Etat d’exception

L’état d’urgence décrété par François Hollande après les attentats de novembre dernier et les risques qui en découlent peuvent s’inscrire dans la catégorie plus large de l’état d’exception théorisée par Giorgio Agamben.

L’origine de la notion remonte, selon certains historiens, au décret du 8 juillet 1791 de l’assemblée constituante déclarant l’état de siège. Pour le philosophe italien Giorgio Agamben (État d’exception, Homo Sacer, 2,1, Paris, Seuil, 2003), de militaire, la mesure devient, au cours de l’histoire, politique. Selon lui, nous vivons même aujourd’hui dans un état d’exception permanent : « L’état d’exception a même atteint aujourd’hui son plus large déploiement planétaire. L’aspect normatif du droit peut être ainsi impunément oblitéré et contredit par une violence gouvernementale qui, en ignorant à l’extérieur le droit international et en produisant à l’intérieur un état d’exception permanent, prétend cependant appliquer encore le droit. »

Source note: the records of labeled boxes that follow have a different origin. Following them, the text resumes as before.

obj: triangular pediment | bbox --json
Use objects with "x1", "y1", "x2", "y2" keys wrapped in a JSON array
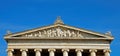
[{"x1": 4, "y1": 24, "x2": 112, "y2": 39}]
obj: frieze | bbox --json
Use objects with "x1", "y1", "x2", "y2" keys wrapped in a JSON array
[{"x1": 22, "y1": 27, "x2": 84, "y2": 38}]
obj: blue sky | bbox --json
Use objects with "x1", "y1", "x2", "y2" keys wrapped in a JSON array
[{"x1": 0, "y1": 0, "x2": 120, "y2": 56}]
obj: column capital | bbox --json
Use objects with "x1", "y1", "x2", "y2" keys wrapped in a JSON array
[
  {"x1": 6, "y1": 48, "x2": 14, "y2": 52},
  {"x1": 20, "y1": 48, "x2": 28, "y2": 51},
  {"x1": 89, "y1": 49, "x2": 97, "y2": 52},
  {"x1": 48, "y1": 48, "x2": 56, "y2": 51},
  {"x1": 75, "y1": 49, "x2": 83, "y2": 52},
  {"x1": 34, "y1": 48, "x2": 42, "y2": 52},
  {"x1": 62, "y1": 48, "x2": 69, "y2": 52},
  {"x1": 103, "y1": 49, "x2": 111, "y2": 53}
]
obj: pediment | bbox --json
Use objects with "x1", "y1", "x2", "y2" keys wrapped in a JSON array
[
  {"x1": 4, "y1": 24, "x2": 111, "y2": 39},
  {"x1": 5, "y1": 17, "x2": 113, "y2": 39}
]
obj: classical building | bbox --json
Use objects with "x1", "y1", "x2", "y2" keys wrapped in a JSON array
[{"x1": 4, "y1": 17, "x2": 113, "y2": 56}]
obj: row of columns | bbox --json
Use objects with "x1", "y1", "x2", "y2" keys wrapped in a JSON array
[{"x1": 7, "y1": 49, "x2": 111, "y2": 56}]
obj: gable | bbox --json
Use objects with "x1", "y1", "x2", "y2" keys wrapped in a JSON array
[
  {"x1": 5, "y1": 18, "x2": 113, "y2": 39},
  {"x1": 4, "y1": 24, "x2": 113, "y2": 39}
]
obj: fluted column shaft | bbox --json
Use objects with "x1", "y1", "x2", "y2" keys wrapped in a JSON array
[
  {"x1": 34, "y1": 49, "x2": 42, "y2": 56},
  {"x1": 75, "y1": 49, "x2": 83, "y2": 56},
  {"x1": 89, "y1": 49, "x2": 97, "y2": 56},
  {"x1": 62, "y1": 49, "x2": 69, "y2": 56},
  {"x1": 20, "y1": 49, "x2": 28, "y2": 56},
  {"x1": 48, "y1": 49, "x2": 56, "y2": 56},
  {"x1": 7, "y1": 49, "x2": 14, "y2": 56},
  {"x1": 104, "y1": 49, "x2": 111, "y2": 56}
]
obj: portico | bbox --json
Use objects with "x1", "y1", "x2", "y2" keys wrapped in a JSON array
[{"x1": 5, "y1": 17, "x2": 113, "y2": 56}]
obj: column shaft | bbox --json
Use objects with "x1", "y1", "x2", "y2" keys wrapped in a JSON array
[
  {"x1": 48, "y1": 49, "x2": 55, "y2": 56},
  {"x1": 62, "y1": 49, "x2": 69, "y2": 56},
  {"x1": 104, "y1": 49, "x2": 111, "y2": 56},
  {"x1": 20, "y1": 49, "x2": 28, "y2": 56},
  {"x1": 75, "y1": 49, "x2": 83, "y2": 56},
  {"x1": 105, "y1": 52, "x2": 110, "y2": 56},
  {"x1": 34, "y1": 49, "x2": 42, "y2": 56}
]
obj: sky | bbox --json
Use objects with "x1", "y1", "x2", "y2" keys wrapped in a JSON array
[{"x1": 0, "y1": 0, "x2": 120, "y2": 56}]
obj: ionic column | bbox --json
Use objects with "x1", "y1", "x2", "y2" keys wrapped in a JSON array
[
  {"x1": 89, "y1": 49, "x2": 97, "y2": 56},
  {"x1": 34, "y1": 49, "x2": 42, "y2": 56},
  {"x1": 75, "y1": 49, "x2": 83, "y2": 56},
  {"x1": 20, "y1": 49, "x2": 28, "y2": 56},
  {"x1": 7, "y1": 49, "x2": 14, "y2": 56},
  {"x1": 62, "y1": 49, "x2": 69, "y2": 56},
  {"x1": 48, "y1": 49, "x2": 56, "y2": 56},
  {"x1": 104, "y1": 49, "x2": 111, "y2": 56}
]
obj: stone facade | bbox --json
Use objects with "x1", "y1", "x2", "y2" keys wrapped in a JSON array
[{"x1": 4, "y1": 17, "x2": 113, "y2": 56}]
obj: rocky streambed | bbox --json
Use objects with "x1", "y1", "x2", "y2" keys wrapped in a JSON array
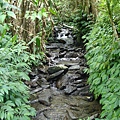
[{"x1": 29, "y1": 25, "x2": 101, "y2": 120}]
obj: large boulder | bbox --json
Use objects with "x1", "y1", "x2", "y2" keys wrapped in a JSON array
[{"x1": 47, "y1": 64, "x2": 68, "y2": 74}]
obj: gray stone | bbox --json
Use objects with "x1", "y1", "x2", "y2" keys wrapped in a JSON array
[
  {"x1": 56, "y1": 74, "x2": 69, "y2": 90},
  {"x1": 47, "y1": 64, "x2": 68, "y2": 74},
  {"x1": 69, "y1": 65, "x2": 80, "y2": 70},
  {"x1": 65, "y1": 85, "x2": 77, "y2": 95},
  {"x1": 47, "y1": 70, "x2": 65, "y2": 81},
  {"x1": 38, "y1": 89, "x2": 52, "y2": 106}
]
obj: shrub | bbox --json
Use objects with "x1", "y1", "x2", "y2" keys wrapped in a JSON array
[{"x1": 84, "y1": 11, "x2": 120, "y2": 120}]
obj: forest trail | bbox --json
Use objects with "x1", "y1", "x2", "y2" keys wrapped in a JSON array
[{"x1": 30, "y1": 25, "x2": 101, "y2": 120}]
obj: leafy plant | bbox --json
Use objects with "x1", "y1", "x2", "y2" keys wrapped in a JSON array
[
  {"x1": 0, "y1": 1, "x2": 36, "y2": 120},
  {"x1": 84, "y1": 0, "x2": 120, "y2": 120}
]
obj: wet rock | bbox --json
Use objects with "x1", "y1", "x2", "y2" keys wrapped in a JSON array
[
  {"x1": 38, "y1": 89, "x2": 52, "y2": 106},
  {"x1": 47, "y1": 64, "x2": 68, "y2": 74},
  {"x1": 33, "y1": 113, "x2": 47, "y2": 120},
  {"x1": 64, "y1": 51, "x2": 79, "y2": 58},
  {"x1": 56, "y1": 74, "x2": 69, "y2": 90},
  {"x1": 58, "y1": 58, "x2": 80, "y2": 66},
  {"x1": 64, "y1": 85, "x2": 77, "y2": 95},
  {"x1": 69, "y1": 65, "x2": 80, "y2": 70},
  {"x1": 67, "y1": 110, "x2": 79, "y2": 120},
  {"x1": 47, "y1": 70, "x2": 66, "y2": 81}
]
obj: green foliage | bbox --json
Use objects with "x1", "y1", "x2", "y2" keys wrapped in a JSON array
[
  {"x1": 0, "y1": 1, "x2": 36, "y2": 120},
  {"x1": 84, "y1": 1, "x2": 120, "y2": 120}
]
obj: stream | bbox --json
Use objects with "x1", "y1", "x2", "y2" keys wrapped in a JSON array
[{"x1": 29, "y1": 26, "x2": 101, "y2": 120}]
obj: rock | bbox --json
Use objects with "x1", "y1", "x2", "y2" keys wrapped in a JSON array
[
  {"x1": 56, "y1": 74, "x2": 69, "y2": 90},
  {"x1": 51, "y1": 87, "x2": 61, "y2": 96},
  {"x1": 38, "y1": 89, "x2": 52, "y2": 106},
  {"x1": 64, "y1": 85, "x2": 77, "y2": 95},
  {"x1": 67, "y1": 110, "x2": 79, "y2": 120},
  {"x1": 47, "y1": 70, "x2": 65, "y2": 81},
  {"x1": 64, "y1": 51, "x2": 79, "y2": 58},
  {"x1": 47, "y1": 64, "x2": 68, "y2": 74},
  {"x1": 58, "y1": 58, "x2": 80, "y2": 66},
  {"x1": 69, "y1": 65, "x2": 80, "y2": 70}
]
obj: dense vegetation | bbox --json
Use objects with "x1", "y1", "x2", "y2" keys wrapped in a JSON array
[
  {"x1": 84, "y1": 0, "x2": 120, "y2": 120},
  {"x1": 0, "y1": 0, "x2": 120, "y2": 120}
]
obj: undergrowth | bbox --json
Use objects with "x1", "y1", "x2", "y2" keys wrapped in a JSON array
[{"x1": 83, "y1": 11, "x2": 120, "y2": 120}]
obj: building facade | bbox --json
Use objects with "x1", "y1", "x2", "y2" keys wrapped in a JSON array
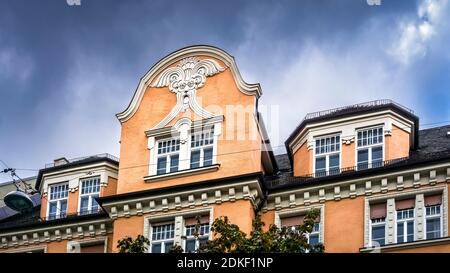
[{"x1": 0, "y1": 46, "x2": 450, "y2": 253}]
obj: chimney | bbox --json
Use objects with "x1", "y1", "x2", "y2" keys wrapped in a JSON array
[{"x1": 53, "y1": 157, "x2": 69, "y2": 167}]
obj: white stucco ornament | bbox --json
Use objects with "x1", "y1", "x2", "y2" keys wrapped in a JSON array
[{"x1": 151, "y1": 57, "x2": 225, "y2": 129}]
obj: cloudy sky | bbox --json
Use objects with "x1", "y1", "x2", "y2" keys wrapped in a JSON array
[{"x1": 0, "y1": 0, "x2": 450, "y2": 181}]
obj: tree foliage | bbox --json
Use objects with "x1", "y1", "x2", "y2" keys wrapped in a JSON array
[
  {"x1": 117, "y1": 209, "x2": 324, "y2": 253},
  {"x1": 198, "y1": 210, "x2": 324, "y2": 253}
]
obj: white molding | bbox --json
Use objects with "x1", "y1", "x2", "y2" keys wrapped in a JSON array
[
  {"x1": 116, "y1": 45, "x2": 262, "y2": 123},
  {"x1": 144, "y1": 164, "x2": 220, "y2": 182}
]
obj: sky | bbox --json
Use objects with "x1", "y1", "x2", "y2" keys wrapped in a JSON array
[{"x1": 0, "y1": 0, "x2": 450, "y2": 181}]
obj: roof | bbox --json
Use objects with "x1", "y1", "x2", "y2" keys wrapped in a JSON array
[
  {"x1": 284, "y1": 99, "x2": 419, "y2": 164},
  {"x1": 265, "y1": 125, "x2": 450, "y2": 191},
  {"x1": 35, "y1": 154, "x2": 119, "y2": 191}
]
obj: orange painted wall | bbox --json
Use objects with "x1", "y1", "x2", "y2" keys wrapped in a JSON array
[
  {"x1": 108, "y1": 216, "x2": 147, "y2": 252},
  {"x1": 214, "y1": 200, "x2": 255, "y2": 234},
  {"x1": 324, "y1": 197, "x2": 364, "y2": 252},
  {"x1": 117, "y1": 56, "x2": 261, "y2": 193},
  {"x1": 384, "y1": 125, "x2": 410, "y2": 160},
  {"x1": 261, "y1": 210, "x2": 275, "y2": 231},
  {"x1": 341, "y1": 142, "x2": 356, "y2": 168},
  {"x1": 293, "y1": 142, "x2": 314, "y2": 176}
]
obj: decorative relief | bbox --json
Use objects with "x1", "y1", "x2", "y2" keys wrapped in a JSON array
[{"x1": 151, "y1": 57, "x2": 225, "y2": 128}]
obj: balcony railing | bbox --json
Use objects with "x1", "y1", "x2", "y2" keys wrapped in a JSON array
[
  {"x1": 45, "y1": 153, "x2": 119, "y2": 168},
  {"x1": 266, "y1": 157, "x2": 408, "y2": 188},
  {"x1": 304, "y1": 99, "x2": 414, "y2": 121}
]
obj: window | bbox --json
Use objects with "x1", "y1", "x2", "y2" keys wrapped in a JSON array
[
  {"x1": 156, "y1": 139, "x2": 180, "y2": 174},
  {"x1": 150, "y1": 223, "x2": 175, "y2": 253},
  {"x1": 190, "y1": 130, "x2": 214, "y2": 169},
  {"x1": 184, "y1": 216, "x2": 209, "y2": 253},
  {"x1": 79, "y1": 177, "x2": 100, "y2": 215},
  {"x1": 397, "y1": 209, "x2": 414, "y2": 243},
  {"x1": 370, "y1": 203, "x2": 386, "y2": 246},
  {"x1": 357, "y1": 127, "x2": 383, "y2": 170},
  {"x1": 281, "y1": 212, "x2": 320, "y2": 245},
  {"x1": 48, "y1": 183, "x2": 69, "y2": 220},
  {"x1": 315, "y1": 136, "x2": 341, "y2": 177},
  {"x1": 425, "y1": 192, "x2": 442, "y2": 239}
]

Les zones d’attente dans les aéroports, où s’entassent les réfugiés et les demandeurs d’asile, les frontières étatiques et les zones protégées à l’intérieur des villes ; voilà les multiples visages de l’état d’exception qui culmine, pour l’auteur, à Guantanamo. Ainsi «la déclaration de l’état d’exception est remplacée par une généralisation sans précédent du paradigme de la sécurité comme technique normale de gouvernement» instaurant des zones plus ou moins denses de non-droit.

G. Agamben conteste l’idée que l’état d’exception soit partie intégrante du droit positif comme droit subjectif de l’État en cas de circonstances exceptionnelles (« nécessité fait loi »).

Sa thèse est la suivante : l’état d’exception est une suspension de l’ordre juridique, un espace vide de droit (ce qui le distingue de la dictature). Il s’agit donc d’une situation où la violence politique tente de se donner force de loi (gouvernement par décrets) : « dans l’état d’exception, la norme (les droits) existe, mais n’est pas appliquée, alors que les actes qui n’ont pas valeur de loi en acquièrent la force ».

Cette théorie, dans sa méfiance envers le pouvoir d’État, comporte néanmoins ses limites. En effet, Agamben nie que la nécessité puisse être source de droit. Par conséquent, l’état d’exception ne constitue pas un droit de l’État à sa propre conservation (théorie de la légitime défense). Or, il peut apparaître un peu court de dénoncer les imperfections de l’État de droit en les réduisant à des impostures. Dans le cas des actuelles attaques terroristes et des menaces de réitérations, on peut se demander comment renoncer à légitimer l’idée que la fin peut parfois justifier les moyens.